Single by AlunaGeorge featuring Popcaan

from the album I Remember
- Released: 21 January 2016
- Genre: Dancehall; synth-pop;
- Length: 3:29
- Label: Island
- Songwriters: Aluna Francis; George Reid; Sam Romans; Mark Ralph; Andrae Sutherland;
- Producers: AlunaGeorge; Mark Ralph;

AlunaGeorge singles chronology
| "To Ü" (2015) | "I'm in Control" (2016) | "I Remember" (2016) |

Popcaan singles chronology
| "I Know There's Gonna Be (Good Times)" (2015) | "I'm in Control" (2016) | "Ova Dweet" (2016) |

= I'm in Control =

"I'm in Control" is a song by English electronic music duo AlunaGeorge, featuring Jamaican dancehall singer Popcaan. It was released on 21 January 2016 as the lead single from AlunaGeorge's second studio album, I Remember (2016).
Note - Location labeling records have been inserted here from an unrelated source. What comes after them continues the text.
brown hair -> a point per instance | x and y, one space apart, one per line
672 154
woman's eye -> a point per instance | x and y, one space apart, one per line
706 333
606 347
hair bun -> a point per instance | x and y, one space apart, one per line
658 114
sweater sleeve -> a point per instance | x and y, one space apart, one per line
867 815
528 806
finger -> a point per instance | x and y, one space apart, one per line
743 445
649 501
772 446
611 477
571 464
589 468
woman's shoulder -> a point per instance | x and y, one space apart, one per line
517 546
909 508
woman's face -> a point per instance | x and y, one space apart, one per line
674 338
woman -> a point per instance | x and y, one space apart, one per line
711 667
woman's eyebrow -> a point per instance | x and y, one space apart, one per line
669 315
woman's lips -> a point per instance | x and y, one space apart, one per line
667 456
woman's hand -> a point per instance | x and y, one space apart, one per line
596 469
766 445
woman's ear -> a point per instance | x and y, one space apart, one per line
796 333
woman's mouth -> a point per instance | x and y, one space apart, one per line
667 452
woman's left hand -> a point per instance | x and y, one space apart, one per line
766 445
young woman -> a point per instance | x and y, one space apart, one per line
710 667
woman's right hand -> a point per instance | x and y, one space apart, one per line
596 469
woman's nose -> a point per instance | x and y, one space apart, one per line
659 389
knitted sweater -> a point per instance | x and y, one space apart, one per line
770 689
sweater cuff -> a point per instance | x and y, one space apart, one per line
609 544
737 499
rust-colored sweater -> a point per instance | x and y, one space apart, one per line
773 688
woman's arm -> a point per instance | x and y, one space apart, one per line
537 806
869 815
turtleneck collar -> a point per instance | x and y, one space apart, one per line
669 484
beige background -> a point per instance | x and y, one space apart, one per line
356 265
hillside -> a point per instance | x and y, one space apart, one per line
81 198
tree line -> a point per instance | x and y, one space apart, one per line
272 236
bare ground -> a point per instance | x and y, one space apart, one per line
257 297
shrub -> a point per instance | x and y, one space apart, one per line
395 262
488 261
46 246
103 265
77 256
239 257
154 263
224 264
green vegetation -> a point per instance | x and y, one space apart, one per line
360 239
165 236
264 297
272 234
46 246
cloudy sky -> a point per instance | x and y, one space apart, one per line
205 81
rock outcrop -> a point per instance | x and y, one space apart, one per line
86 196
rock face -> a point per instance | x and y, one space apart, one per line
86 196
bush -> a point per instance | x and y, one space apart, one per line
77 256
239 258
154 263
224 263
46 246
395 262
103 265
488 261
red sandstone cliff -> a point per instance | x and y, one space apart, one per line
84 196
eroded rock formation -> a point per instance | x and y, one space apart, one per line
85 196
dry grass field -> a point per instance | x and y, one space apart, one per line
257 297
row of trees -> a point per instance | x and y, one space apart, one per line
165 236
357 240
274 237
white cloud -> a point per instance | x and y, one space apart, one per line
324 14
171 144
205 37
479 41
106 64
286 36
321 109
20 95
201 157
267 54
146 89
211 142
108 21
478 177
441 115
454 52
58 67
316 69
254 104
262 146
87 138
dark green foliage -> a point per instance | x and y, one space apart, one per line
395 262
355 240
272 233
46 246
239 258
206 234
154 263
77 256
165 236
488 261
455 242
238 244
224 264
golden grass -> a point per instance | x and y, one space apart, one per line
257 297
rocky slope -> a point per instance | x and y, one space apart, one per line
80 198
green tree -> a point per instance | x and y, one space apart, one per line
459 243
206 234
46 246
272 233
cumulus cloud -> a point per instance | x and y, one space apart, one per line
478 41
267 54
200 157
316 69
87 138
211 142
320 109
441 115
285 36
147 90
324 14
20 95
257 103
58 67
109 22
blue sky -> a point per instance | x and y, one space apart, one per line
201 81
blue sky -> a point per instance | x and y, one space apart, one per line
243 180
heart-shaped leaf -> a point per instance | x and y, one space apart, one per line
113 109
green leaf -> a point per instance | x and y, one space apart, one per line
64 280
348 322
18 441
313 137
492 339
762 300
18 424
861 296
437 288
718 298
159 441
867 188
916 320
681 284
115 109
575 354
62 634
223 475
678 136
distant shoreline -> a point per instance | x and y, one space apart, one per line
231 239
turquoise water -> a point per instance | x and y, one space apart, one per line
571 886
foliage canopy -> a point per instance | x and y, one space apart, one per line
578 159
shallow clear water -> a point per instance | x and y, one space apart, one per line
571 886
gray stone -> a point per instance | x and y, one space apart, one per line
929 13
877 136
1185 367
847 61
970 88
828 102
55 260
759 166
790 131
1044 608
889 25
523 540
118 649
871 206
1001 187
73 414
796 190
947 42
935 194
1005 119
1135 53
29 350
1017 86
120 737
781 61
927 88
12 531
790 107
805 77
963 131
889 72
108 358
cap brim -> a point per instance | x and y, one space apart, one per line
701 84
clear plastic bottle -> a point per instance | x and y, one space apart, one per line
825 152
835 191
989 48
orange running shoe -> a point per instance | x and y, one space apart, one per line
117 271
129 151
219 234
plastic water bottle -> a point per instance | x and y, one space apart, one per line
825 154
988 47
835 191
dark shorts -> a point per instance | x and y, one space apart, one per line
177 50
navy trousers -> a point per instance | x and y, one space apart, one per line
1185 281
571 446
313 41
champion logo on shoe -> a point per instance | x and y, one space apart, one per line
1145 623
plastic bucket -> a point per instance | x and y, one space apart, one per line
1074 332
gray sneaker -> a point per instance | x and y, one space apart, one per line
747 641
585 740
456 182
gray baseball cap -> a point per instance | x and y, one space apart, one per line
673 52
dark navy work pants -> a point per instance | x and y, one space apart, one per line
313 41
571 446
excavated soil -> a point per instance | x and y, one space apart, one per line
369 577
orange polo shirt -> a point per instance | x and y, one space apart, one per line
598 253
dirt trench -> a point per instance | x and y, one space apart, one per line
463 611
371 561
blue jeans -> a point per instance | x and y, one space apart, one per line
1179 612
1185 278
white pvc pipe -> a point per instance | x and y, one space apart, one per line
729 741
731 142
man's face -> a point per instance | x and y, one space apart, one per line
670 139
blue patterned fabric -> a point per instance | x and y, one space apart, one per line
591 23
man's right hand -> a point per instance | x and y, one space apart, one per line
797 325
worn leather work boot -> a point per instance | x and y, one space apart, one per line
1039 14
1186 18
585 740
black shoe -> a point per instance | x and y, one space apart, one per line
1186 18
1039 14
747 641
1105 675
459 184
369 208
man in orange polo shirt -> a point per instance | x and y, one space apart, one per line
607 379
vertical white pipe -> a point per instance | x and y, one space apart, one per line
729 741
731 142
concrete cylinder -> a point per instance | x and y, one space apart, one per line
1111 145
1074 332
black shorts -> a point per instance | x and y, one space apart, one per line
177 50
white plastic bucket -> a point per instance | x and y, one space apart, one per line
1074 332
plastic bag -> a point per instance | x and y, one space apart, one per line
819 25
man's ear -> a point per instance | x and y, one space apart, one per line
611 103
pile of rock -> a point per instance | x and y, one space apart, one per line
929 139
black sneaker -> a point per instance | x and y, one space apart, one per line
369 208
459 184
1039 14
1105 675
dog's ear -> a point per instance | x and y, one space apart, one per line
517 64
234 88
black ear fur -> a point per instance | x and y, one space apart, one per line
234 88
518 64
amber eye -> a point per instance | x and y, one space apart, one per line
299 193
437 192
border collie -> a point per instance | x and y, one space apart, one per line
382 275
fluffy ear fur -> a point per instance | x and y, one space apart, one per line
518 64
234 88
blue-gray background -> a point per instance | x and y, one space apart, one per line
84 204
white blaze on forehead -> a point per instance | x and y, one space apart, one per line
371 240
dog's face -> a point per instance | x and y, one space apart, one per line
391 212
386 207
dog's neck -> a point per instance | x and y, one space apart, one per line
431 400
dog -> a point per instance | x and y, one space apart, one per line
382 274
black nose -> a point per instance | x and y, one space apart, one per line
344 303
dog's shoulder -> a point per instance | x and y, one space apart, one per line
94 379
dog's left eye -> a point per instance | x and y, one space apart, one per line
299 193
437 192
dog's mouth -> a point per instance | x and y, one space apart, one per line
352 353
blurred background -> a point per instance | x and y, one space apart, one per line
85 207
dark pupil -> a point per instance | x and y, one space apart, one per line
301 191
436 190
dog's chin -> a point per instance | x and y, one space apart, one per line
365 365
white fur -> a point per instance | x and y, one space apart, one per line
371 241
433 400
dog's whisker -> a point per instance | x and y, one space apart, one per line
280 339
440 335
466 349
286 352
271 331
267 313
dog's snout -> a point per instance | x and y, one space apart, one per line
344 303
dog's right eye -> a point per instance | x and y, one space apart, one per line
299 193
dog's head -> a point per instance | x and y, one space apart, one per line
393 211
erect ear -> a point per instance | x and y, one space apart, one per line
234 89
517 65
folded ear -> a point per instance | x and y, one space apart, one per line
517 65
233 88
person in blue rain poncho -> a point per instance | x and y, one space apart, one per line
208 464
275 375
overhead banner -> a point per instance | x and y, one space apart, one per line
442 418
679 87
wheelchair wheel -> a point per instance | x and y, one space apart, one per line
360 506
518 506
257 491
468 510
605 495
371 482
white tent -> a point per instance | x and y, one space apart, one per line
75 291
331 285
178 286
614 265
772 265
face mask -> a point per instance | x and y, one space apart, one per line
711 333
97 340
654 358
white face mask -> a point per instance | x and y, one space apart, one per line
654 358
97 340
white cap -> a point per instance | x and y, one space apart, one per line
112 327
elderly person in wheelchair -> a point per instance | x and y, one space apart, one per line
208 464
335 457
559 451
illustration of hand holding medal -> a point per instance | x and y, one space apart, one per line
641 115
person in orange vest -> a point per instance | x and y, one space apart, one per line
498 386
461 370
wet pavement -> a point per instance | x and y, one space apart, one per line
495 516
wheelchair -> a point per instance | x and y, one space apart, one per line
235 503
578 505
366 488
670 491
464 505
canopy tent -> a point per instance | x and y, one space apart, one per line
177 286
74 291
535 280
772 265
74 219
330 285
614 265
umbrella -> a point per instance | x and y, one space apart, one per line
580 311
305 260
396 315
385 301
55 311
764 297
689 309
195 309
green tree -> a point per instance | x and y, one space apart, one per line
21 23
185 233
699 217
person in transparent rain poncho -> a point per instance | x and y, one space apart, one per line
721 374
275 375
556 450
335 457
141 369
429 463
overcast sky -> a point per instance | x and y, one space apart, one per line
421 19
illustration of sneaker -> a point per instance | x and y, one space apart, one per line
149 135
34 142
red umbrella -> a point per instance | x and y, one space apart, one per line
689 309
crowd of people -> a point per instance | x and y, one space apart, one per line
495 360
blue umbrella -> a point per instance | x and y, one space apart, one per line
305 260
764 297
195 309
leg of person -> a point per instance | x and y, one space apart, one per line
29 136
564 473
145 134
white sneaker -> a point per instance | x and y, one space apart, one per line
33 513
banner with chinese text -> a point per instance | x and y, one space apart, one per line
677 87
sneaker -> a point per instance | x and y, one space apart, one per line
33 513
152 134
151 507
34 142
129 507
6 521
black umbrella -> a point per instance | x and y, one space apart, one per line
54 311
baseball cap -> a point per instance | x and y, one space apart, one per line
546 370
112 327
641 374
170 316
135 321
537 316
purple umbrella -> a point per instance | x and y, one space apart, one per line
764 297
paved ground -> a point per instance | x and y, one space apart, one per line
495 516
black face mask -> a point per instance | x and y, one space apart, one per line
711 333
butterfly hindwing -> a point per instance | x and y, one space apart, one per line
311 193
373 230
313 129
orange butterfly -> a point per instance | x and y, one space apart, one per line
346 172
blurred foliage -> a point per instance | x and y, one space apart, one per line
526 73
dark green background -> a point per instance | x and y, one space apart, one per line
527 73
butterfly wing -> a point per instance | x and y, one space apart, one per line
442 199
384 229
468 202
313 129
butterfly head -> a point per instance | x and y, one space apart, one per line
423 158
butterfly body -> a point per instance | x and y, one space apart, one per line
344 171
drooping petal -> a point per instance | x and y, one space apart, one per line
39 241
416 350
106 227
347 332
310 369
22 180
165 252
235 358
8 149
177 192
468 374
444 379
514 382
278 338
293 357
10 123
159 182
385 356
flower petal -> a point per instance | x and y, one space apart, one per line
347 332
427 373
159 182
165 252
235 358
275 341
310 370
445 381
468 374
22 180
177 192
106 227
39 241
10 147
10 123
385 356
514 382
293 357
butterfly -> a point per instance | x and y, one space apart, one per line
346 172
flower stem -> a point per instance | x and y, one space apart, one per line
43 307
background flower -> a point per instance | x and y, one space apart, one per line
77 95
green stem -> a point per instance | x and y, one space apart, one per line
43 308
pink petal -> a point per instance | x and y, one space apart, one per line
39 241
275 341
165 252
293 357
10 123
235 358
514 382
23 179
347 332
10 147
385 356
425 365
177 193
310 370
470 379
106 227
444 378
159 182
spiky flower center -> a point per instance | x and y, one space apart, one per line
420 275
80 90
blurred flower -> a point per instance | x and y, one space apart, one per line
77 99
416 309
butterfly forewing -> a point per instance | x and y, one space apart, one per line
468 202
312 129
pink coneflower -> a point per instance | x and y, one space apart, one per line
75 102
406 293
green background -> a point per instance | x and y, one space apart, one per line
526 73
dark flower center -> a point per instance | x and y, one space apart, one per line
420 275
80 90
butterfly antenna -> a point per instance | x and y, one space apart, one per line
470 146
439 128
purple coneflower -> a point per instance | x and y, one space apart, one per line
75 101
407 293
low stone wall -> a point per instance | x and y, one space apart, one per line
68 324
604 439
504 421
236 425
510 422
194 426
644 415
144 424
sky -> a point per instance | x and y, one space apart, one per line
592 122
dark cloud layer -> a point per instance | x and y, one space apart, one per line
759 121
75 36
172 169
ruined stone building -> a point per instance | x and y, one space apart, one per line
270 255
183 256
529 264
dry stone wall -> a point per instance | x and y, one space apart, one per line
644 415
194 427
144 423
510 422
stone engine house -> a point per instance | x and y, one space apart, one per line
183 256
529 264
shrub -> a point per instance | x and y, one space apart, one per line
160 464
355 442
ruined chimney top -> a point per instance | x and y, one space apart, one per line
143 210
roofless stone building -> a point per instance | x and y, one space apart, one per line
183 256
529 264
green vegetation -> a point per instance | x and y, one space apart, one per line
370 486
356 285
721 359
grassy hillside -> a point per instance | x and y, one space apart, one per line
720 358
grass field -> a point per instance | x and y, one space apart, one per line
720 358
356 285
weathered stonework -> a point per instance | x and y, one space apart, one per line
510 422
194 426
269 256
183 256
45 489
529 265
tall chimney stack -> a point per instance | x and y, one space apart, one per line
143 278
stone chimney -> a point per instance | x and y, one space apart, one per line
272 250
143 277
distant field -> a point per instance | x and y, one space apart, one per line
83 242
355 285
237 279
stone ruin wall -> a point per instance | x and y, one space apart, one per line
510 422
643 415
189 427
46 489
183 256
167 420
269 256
The song peaked at number 39 on the UK Singles Chart.

==Music video==
The music video for the song was released to YouTube on 10 February 2016. The video is directed by Emil Nava.

==Track listings==

Digital download
| No. | Title | Length |
|---|---|---|
| 1. | "I'm in Control" (featuring Popcaan) | 3:29 |

Digital download – remix
| No. | Title | Length |
|---|---|---|
| 1. | "I'm in Control" (featuring Popcaan) (The Magician Remix) | 4:35 |

==Charts==

===Weekly charts===

| Chart (2016) | Peak position |
|---|---|
| Australia (ARIA) | 64 |
| Belgium (Ultratip Bubbling Under Flanders) | 25 |
| Belgium (Ultratop 50 Wallonia) | 32 |
| Denmark (Tracklisten) | 32 |
| France (SNEP) | 57 |
| Ireland (IRMA) | 60 |
| Netherlands (Single Top 100) | 50 |
| Scottish Singles Sales (Official Charts) | 35 |
| UK Singles (Official Charts) | 39 |
| US Hot Dance/Electronic Songs (Billboard) | 18 |

===Year-end charts===

| Chart (2016) | Position |
|---|---|
| US Hot Dance/Electronic Songs (Billboard) | 59 |

==Certifications==

| Region | Certification | Certified units/sales |
| Denmark (IFPI Danmark) | Gold | 45,000^{‡} |
| New Zealand (RMNZ) | Gold | 15,000^{‡} |
| United Kingdom (BPI) | Silver | 200,000^{‡} |
^{‡} Sales+streaming figures based on certification alone.